Bola

Alasan Perwakilan Trump Ingin Italia Gantikan Iran di Piala Dunia 2026

Advertisement

Wacana penggantian Tim Nasional Iran dengan Italia dalam Piala Dunia 2026 mengemuka di tengah ketegangan geopolitik yang kian memanas. Usulan tak biasa ini datang dari seorang utusan khusus Amerika Serikat, Paolo Zampolli, yang dilaporkan telah menyampaikannya kepada Presiden AS Donald Trump dan Presiden FIFA Gianni Infantino.

“Saya dapat mengonfirmasi bahwa saya telah menyarankan kepada Trump dan Presiden FIFA Gianni Infantino agar Italia menggantikan Iran di Piala Dunia,” ujar Zampolli kepada Financial Times. Ia menambahkan, “Sebagai orang Italia, akan menjadi mimpi melihat Azzurri bermain di turnamen yang digelar di Amerika Serikat. Dengan empat gelar, mereka memiliki sejarah dan status yang layak untuk ikut serta.”

Menurut sumber yang dekat dengan isu ini, seperti diungkapkan Financial Times, rencana tersebut diduga berupaya untuk memperbaiki hubungan antara Donald Trump dan Perdana Menteri Italia, Giorgia Meloni. Hubungan keduanya dilaporkan merenggang pasca serangan verbal Presiden AS tersebut kepada Paus Leo XIV terkait eskalasi Perang Iran.

Kontras Nasib Kualifikasi

Usulan ini muncul di saat Tim Nasional Italia justru gagal menembus putaran final Piala Dunia 2026. Azzurri, julukan Timnas Italia, terpaksa menelan pil pahit setelah kalah dalam adu penalti melawan Bosnia dan Herzegovina pada babak play-off kualifikasi.
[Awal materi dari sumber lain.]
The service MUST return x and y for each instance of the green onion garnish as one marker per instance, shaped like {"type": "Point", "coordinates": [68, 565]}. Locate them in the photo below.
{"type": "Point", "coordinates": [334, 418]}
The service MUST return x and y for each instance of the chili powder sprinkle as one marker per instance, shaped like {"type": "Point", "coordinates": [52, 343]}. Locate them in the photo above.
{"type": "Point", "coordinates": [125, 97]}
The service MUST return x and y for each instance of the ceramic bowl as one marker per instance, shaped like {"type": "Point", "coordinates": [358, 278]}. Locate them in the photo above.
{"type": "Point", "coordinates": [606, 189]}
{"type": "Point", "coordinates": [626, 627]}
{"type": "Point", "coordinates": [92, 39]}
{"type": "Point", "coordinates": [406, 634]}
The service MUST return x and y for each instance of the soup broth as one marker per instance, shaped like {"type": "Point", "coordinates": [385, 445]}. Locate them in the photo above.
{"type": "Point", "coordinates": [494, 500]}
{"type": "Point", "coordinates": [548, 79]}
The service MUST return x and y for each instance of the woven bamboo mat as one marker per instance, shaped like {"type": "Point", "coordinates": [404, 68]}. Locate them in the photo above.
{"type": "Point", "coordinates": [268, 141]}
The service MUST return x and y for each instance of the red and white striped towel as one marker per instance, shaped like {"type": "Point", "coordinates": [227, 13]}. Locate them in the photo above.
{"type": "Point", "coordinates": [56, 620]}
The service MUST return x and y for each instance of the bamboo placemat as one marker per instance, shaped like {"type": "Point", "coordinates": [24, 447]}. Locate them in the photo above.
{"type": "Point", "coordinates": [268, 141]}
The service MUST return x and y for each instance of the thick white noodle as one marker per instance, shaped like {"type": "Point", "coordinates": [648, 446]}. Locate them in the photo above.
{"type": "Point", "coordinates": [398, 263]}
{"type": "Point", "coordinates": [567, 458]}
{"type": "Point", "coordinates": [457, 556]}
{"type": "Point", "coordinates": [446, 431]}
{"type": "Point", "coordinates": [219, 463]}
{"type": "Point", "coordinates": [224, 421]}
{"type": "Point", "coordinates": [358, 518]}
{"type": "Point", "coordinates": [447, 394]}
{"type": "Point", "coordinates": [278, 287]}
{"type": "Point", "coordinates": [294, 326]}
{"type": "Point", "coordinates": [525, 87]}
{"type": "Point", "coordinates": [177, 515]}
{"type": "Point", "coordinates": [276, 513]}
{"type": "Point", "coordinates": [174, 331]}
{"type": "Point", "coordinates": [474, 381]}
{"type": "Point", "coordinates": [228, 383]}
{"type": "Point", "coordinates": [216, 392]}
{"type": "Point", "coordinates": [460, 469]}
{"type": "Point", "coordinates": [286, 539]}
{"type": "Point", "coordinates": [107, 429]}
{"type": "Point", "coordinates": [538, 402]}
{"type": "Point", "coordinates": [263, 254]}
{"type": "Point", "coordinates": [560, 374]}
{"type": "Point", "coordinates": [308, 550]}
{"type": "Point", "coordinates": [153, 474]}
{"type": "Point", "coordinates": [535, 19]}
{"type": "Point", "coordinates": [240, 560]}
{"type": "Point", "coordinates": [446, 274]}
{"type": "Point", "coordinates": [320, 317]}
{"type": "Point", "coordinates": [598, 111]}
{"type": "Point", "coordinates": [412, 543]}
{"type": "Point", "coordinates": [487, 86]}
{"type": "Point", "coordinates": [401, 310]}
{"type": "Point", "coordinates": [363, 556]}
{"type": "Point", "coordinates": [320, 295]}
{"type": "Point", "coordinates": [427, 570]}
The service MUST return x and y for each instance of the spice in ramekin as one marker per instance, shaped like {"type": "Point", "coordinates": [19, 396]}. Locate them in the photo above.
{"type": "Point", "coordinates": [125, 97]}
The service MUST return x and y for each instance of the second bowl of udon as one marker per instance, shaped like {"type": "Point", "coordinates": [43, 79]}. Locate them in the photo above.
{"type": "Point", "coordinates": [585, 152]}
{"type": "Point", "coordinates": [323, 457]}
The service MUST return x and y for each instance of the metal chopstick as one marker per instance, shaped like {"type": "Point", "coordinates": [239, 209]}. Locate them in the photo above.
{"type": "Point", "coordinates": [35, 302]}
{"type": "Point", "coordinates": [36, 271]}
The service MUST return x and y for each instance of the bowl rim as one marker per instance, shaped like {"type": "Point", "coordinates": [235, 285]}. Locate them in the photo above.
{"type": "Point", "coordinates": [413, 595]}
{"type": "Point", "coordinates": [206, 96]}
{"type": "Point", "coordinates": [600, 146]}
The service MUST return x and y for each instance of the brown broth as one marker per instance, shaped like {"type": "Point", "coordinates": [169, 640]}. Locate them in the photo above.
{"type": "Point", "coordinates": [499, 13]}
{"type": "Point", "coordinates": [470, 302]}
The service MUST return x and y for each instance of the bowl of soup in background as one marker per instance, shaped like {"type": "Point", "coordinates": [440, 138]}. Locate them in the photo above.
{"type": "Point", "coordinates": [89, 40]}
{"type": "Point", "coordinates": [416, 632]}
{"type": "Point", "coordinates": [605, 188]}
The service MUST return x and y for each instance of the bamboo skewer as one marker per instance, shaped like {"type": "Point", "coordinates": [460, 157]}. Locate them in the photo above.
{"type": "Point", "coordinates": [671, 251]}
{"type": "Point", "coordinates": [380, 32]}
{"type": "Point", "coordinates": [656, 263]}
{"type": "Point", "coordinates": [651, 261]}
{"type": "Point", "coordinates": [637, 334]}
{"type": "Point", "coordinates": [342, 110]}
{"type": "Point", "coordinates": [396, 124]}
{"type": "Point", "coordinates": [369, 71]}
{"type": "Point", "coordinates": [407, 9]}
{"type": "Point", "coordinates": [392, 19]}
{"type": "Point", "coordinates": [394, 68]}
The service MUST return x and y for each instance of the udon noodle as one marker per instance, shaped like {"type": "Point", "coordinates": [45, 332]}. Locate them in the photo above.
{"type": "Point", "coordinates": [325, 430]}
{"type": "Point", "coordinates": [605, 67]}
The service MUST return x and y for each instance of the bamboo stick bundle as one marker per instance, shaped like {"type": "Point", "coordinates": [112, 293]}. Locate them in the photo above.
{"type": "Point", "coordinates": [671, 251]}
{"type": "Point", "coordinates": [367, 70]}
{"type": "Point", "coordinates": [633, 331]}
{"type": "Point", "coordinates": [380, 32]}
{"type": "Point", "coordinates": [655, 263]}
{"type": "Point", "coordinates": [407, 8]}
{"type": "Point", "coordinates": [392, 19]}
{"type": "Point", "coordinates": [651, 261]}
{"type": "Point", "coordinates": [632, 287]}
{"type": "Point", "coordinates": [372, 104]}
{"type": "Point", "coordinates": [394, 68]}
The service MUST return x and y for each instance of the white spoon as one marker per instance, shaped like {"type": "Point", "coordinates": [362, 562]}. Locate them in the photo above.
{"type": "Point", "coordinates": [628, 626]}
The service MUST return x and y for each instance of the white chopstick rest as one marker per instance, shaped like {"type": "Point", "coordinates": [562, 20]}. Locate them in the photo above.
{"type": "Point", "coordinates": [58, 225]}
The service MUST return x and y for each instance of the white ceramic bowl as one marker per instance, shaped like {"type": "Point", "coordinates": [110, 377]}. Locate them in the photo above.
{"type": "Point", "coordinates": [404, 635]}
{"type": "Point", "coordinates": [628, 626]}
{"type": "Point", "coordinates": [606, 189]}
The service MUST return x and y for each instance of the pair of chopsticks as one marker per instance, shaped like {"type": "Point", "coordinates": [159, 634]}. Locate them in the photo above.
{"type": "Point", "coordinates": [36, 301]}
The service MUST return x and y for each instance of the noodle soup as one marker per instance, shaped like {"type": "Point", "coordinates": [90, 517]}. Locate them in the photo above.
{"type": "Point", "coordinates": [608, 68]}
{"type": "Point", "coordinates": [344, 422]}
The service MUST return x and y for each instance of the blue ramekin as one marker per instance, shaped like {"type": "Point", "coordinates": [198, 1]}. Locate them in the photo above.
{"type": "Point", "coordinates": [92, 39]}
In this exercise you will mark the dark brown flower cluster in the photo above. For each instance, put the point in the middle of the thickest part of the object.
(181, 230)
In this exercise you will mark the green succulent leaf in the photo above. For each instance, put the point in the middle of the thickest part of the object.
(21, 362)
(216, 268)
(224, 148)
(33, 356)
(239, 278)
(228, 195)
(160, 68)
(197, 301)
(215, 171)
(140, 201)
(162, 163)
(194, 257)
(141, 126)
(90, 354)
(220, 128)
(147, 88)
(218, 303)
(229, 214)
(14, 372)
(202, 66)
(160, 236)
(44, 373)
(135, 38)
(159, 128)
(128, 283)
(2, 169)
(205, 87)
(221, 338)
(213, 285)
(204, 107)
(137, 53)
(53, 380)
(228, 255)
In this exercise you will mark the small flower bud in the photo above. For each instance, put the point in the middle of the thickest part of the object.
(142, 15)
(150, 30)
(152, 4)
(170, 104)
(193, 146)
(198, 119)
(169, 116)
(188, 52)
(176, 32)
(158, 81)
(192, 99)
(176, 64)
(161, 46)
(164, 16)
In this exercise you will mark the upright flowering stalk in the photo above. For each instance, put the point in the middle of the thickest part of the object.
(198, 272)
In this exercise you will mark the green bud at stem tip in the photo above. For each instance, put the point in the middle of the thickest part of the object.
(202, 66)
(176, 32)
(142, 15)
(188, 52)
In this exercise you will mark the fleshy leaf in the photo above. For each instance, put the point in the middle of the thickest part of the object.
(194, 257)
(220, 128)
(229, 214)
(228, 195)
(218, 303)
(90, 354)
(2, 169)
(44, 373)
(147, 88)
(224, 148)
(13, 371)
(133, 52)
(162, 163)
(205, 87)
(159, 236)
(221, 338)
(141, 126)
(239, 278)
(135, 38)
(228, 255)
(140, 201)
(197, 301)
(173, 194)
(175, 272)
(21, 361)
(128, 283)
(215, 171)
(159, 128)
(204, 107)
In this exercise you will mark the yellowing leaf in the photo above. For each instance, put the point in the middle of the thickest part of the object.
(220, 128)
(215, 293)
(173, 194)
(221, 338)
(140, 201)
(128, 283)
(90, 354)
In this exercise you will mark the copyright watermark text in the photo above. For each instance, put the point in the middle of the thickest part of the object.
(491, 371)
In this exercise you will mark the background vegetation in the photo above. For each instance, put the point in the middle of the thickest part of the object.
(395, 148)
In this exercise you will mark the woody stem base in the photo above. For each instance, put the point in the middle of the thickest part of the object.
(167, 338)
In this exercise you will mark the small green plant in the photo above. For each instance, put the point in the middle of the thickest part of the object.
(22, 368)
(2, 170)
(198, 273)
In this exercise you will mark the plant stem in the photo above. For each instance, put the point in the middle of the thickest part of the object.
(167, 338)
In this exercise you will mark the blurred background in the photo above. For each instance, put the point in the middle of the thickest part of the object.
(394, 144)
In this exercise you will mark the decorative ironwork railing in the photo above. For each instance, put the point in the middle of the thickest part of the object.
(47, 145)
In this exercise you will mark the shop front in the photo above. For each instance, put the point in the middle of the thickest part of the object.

Kegagalan ini menandai kali ketiga berturut-turut Italia absen dari turnamen sepak bola terbesar di dunia tersebut. Terakhir kali timnas berjuluk Gli Azzurri ini berlaga di Piala Dunia adalah pada edisi 2014. Pencapaian terbaik mereka di fase gugur Piala Dunia adalah saat meraih gelar juara pada tahun 2006.

Sementara itu, Tim Nasional Iran telah berhasil mengamankan satu tempat di Piala Dunia 2026 sebagai salah satu perwakilan dari konfederasi Asia. Mereka menjadi tim ketiga yang lolos melalui jalur kualifikasi, menyusul Jepang dan Selandia Baru. Namun, partisipasi skuad asuhan Ehsan Hajsafi ini masih diselimuti ketidakpastian di tengah situasi keamanan yang memanas akibat serangan Amerika Serikat dan Israel ke negara mereka, serta kebuntuan mengenai isu krusial di Selat Hormuz.

Advertisement

Sebelumnya, Kementerian Olahraga Iran sempat menyatakan tidak akan berpartisipasi di Piala Dunia dengan alasan keamanan. Namun, sikap tersebut kemudian berubah setelah federasi sepak bola Iran mengutarakan niat untuk tetap berkompetisi. Saat ini, mereka tengah menunggu kejelasan dari FIFA terkait kemungkinan pemindahan lokasi pertandingan dari Amerika Serikat ke Meksiko.

FIFA Tetap pada Jadwal Iran

Hingga berita ini diturunkan, upaya konfirmasi dari Gedung Putih, FIFA, serta federasi sepak bola Italia (FIGC) dan Iran (FFIRI) belum mendapatkan tanggapan resmi. Namun, Presiden FIFA Gianni Infantino sebelumnya telah menegaskan bahwa Iran tetap dijadwalkan tampil sesuai dengan hasil kualifikasi yang telah diraih.

“Tim Iran akan datang, tentu saja. Kami berharap situasinya akan damai. Itu pasti akan membantu,” ujar Infantino dalam sebuah konferensi pers di Washington. Ia menambahkan, “Iran harus datang jika mereka ingin mewakili rakyatnya. Mereka telah lolos. Mereka benar-benar ingin bermain, dan mereka seharusnya bermain.”

Sebelumnya, Presiden AS Donald Trump juga sempat menyatakan bahwa tim Iran tetap “dipersilakan” untuk tampil, meskipun ia mengakui adanya potensi risiko terkait situasi keamanan yang tengah berlangsung.

Hingga saat ini, belum ada keputusan resmi yang dikeluarkan terkait perubahan peserta Piala Dunia 2026. FIFA, sebagai otoritas tertinggi sepak bola dunia, tetap berpegang teguh pada hasil kualifikasi yang telah ditetapkan.